Partendo dal classico omicida seriale che terrorizza la città di Atlanta, Premonitions ha uno dei suoi punti di forza nella presenza sempre carismatica, pur se affaticata dagli anni, di Anthony Hopkins, qui nel ruolo del dottor John Clancy, un medico psicanalista ritiratosi in solitudine dopo la morte della giovane figlia e dotato di comprovate capacità sensitive, chiamato in soccorso dall’agente speciale Joe Merriwether (Jeffrey Dean Morgan) per collaborare alle indagini. Da una serie di elementi per gli altri incomprensibili, Clancy capisce che l’assassino ha le sue stesse abilità sensoriali. Inizia, così, una partita a scacchi dove ognuno dei due giocatori è in grado di prevedere la successiva mossa dell’avversario, con in palio una posta ancor più alta per il medico: proteggere la vita di Joe e della collega Katherine Cowles (Abbie Cornish). Affidandosi alle sue percezioni, i due agenti risaliranno a Charles Ambrose (Colin Farrell), un killer il cui “dono” è ben più impressionante rispetto a quello di Clancy…

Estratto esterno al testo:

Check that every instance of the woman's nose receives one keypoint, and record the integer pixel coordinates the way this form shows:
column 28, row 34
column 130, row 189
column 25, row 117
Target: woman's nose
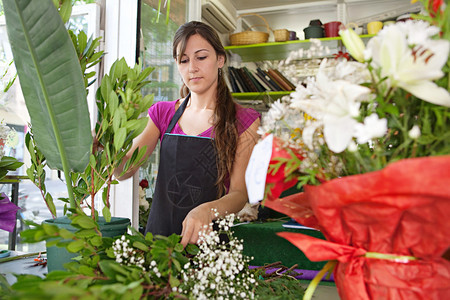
column 192, row 66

Nonostante la presenza di varie tematiche che potrebbero far risultare la pellicola poco sopportabile, la regia del brasiliano Afonso Poyart alleggerisce il carico attraverso una realizzazione molto raffinata e visionaria, in cui le scene del crimine non sono mai cruente ma, anzi, rimandano spesso a riferimenti pittorici (come la morte di Ofelia di Millais); i toni caldi e la luce limpida scelti dal direttore della fotografia Brendan Galvin non creano mai ambienti ansiogeni e le tecniche di ripresa live action imprimono un ritmo tale da dare, a volte, la sensazione di essere all’interno di un video game. Entrare nella mente del dottor Clancy e vedere quello che lui prevede, risucchia in un vortice di immagini ricercate, colori intensi e atmosfere oniriche che suscitano di certo ammirazione per la notevole maestria con cui il film è stato realizzato.
Tuttavia, è proprio questo l’aspetto che impedisce a Premonitions di colpire fino in fondo ed, allo stesso tempo, il suo maggior limite. Pellicole di questo genere dovrebbero avere il coraggio di “sporcarsi” quel tanto che basta per lasciare davvero turbato lo spettatore e , probabilmente, era questa l’idea iniziale tanto che, in un primo momento, il film era stato pensato come un sequel dello sconvolgente ed indimenticato Se7en di David Fincher. Non sfugge, infine, il timido tentativo di ricreare tra Clancy e l’agente Cowless quel rapporto di ammirazione, diffidenza e repulsione che rinverdisse i fasti de Il silenzio degli innocenti. Ma quella tensione che squarciava lo schermo è ormai irriproducibile: lo sguardo inquietante di Hannibal Lecter ora si spegne negli occhi stanchi di Hopkins e la Cornish, con le sue costanti pose plastiche e la sua patinata freddezza è ben lontana dal ricordare Jodie Foster.